Example 1 A test was conducted using the same procedure as in the comparative example except that nitrogen gas containing 2% oxygen by volume was continuously flowed into the crucible through the iridium tube at a rate of 0.28 d/hour.

A bowl of 8.2 cm diameter by approximately 20.3 cm long was produced which was virtually free of iridium inclusions (less than 5/Cd) throughout its length.

Example 2 A test was carried out in the same manner as in the comparative example except that nitrogen gas containing vol% oxygen was continuously flowed into the crucible through the iridium tube at a rate of 0.057 d/hour. .

An 8.1 cm diameter by approximately 20.3 cm long bowl was produced that was virtually free of iridium inclusions (less than 5/Cd) throughout its length.

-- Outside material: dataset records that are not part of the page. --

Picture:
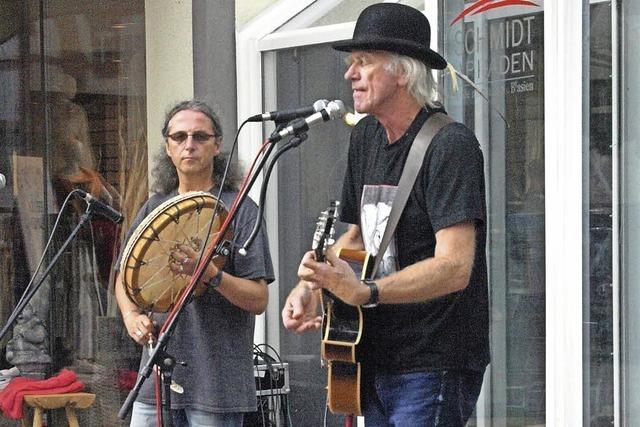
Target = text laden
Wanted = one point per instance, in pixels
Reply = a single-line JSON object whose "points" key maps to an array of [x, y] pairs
{"points": [[520, 86]]}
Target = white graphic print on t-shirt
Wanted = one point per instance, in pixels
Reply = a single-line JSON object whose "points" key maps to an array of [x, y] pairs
{"points": [[376, 206]]}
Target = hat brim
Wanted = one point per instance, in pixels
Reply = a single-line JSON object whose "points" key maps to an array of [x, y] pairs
{"points": [[430, 57]]}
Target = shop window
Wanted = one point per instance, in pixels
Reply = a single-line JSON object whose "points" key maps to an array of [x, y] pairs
{"points": [[72, 116]]}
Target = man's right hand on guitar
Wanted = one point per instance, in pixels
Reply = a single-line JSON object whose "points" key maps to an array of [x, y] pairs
{"points": [[300, 312]]}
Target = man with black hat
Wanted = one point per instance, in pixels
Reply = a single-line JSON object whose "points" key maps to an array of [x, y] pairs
{"points": [[426, 341]]}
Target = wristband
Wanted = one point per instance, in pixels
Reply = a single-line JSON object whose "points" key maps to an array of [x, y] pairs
{"points": [[129, 313]]}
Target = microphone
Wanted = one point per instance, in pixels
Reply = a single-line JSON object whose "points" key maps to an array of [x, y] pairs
{"points": [[332, 111], [101, 208], [288, 115]]}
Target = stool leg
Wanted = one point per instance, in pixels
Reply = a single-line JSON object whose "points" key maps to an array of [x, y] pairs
{"points": [[71, 416], [27, 420], [37, 417]]}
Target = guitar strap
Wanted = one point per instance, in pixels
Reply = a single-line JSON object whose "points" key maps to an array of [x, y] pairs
{"points": [[408, 178]]}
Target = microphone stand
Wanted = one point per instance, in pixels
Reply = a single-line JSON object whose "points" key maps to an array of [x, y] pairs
{"points": [[159, 351], [30, 292]]}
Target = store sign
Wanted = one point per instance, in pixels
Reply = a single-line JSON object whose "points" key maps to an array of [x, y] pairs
{"points": [[481, 6], [506, 48]]}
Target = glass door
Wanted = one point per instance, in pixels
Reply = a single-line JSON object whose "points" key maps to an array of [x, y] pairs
{"points": [[501, 51]]}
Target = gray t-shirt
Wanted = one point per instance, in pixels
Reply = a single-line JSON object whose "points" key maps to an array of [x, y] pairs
{"points": [[214, 337]]}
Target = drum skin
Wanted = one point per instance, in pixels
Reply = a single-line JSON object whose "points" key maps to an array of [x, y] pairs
{"points": [[182, 220]]}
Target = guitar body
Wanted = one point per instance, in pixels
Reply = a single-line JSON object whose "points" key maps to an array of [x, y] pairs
{"points": [[341, 335]]}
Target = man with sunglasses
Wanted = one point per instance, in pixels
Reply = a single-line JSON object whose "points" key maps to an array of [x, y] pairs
{"points": [[425, 343], [214, 334]]}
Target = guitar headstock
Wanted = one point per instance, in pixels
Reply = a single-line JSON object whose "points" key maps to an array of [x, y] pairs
{"points": [[323, 236]]}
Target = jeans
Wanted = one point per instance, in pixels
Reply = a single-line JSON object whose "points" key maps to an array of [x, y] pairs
{"points": [[428, 398], [144, 415]]}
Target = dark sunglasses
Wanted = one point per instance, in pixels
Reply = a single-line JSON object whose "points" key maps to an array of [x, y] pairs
{"points": [[200, 137]]}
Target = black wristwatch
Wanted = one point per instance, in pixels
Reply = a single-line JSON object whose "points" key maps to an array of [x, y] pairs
{"points": [[214, 282], [373, 298]]}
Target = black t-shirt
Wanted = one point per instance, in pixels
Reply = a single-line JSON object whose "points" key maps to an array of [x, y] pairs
{"points": [[451, 332]]}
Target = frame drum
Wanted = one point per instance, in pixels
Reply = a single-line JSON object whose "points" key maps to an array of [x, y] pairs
{"points": [[144, 268]]}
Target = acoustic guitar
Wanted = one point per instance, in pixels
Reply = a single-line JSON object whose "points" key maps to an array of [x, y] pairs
{"points": [[342, 325]]}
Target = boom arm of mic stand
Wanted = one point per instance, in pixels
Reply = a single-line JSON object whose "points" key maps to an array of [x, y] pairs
{"points": [[163, 340], [33, 289], [292, 143]]}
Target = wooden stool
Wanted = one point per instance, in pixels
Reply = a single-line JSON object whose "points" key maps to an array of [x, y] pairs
{"points": [[68, 401]]}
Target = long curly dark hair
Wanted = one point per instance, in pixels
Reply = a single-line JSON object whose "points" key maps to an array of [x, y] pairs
{"points": [[165, 176]]}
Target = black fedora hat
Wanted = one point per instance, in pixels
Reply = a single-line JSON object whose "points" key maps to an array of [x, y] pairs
{"points": [[394, 28]]}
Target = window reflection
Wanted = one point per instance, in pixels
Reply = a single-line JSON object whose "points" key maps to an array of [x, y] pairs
{"points": [[72, 115]]}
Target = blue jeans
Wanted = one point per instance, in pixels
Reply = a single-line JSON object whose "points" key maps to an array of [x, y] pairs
{"points": [[144, 415], [428, 398]]}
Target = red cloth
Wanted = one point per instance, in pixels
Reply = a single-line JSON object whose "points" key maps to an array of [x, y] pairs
{"points": [[12, 396]]}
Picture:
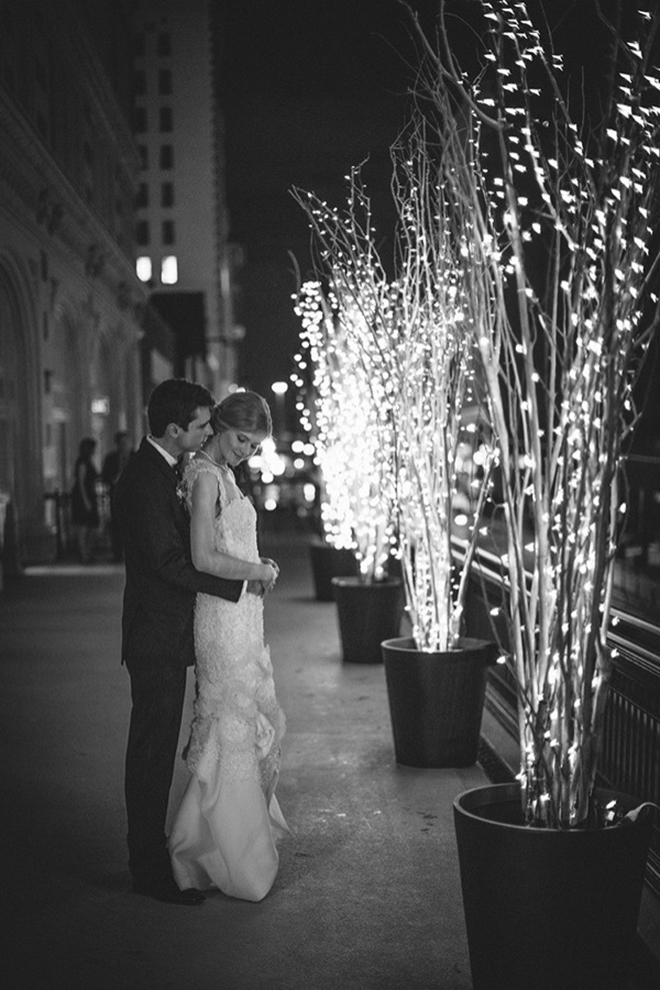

[Brief explanation of drawings]

FIG. 1 shows a suitable apparatus for carrying out the invention, and FIG.
The Figures illustrate a single crystal bowl of substantially circular cross section produced by the practice of the present invention, with Figure 3a showing the crucible of Figure 1 before crystal growth initiation and Figure 3b during crystal growth. Figure 3c shows the aspect of the crucible, and Figure 3c is similar to Figure 3c-3 of Figure 3b.
FIG. 3 is a top view taken from the direction of line 3c. 3: Belgear, 18: Hole, 2: Seed rod, 8: Crucible, 16: Lid member, 17: Center opening, 9: Melt, 6: Sleeve, 5: Cylinder, 4: Washer, 15: Heat insulator , 12:
Pedestal, 47: Tube, 40: Interface, 7: Growth crystal, 25: Bowl, 35: Compartment chamber.

Claims (1)

[Claims] 1 A method for producing a substantially pure single crystal gadolinium gallium garnet bowl of substantially circular cross section, comprising: (i) Gd_2O_3 and G in a molar ratio of 3:5;
A melt is formed by heating a mixture of a_2O_3 in an iridium crucible covered with an iridium lid having a circular opening positioned above the melt that is slightly larger than the cross-section of the bowl to be produced; ii) inserting a seed rod of monocrystalline gadolinium gallium garnet into the melt through a circular opening in the iridium lid; (iii) inserting the crucible with the lid consisting of nitrogen containing about 0.5-3% oxygen by volume; (iv) gadolinium gallium garnet material solidifies and crystallizes onto the seed rod, gradually increasing in length and having a substantially circular cross section that is only slightly smaller than the circular aperture in said iridium lid member; The seed rod is pulled out of the melt to form a lumpy monocrystalline bowl product having passing through a circular opening in an iridium lid member to substantially cover and close a melt surface within the crucible in a compartment defined by the crucible wall, the lid member, the circular circumferential surface of the bowl, and the melt surface; and about 0.5% oxygen to the compartment at a rate sufficient to maintain about 0.5% to 3% oxygen by volume within the compartment.
The method characterized in that a continuous flow of nitrogen containing ~3% by volume oxygen is introduced and discharged through the gap between the peripheral surface of the bowl and the iridium lid member.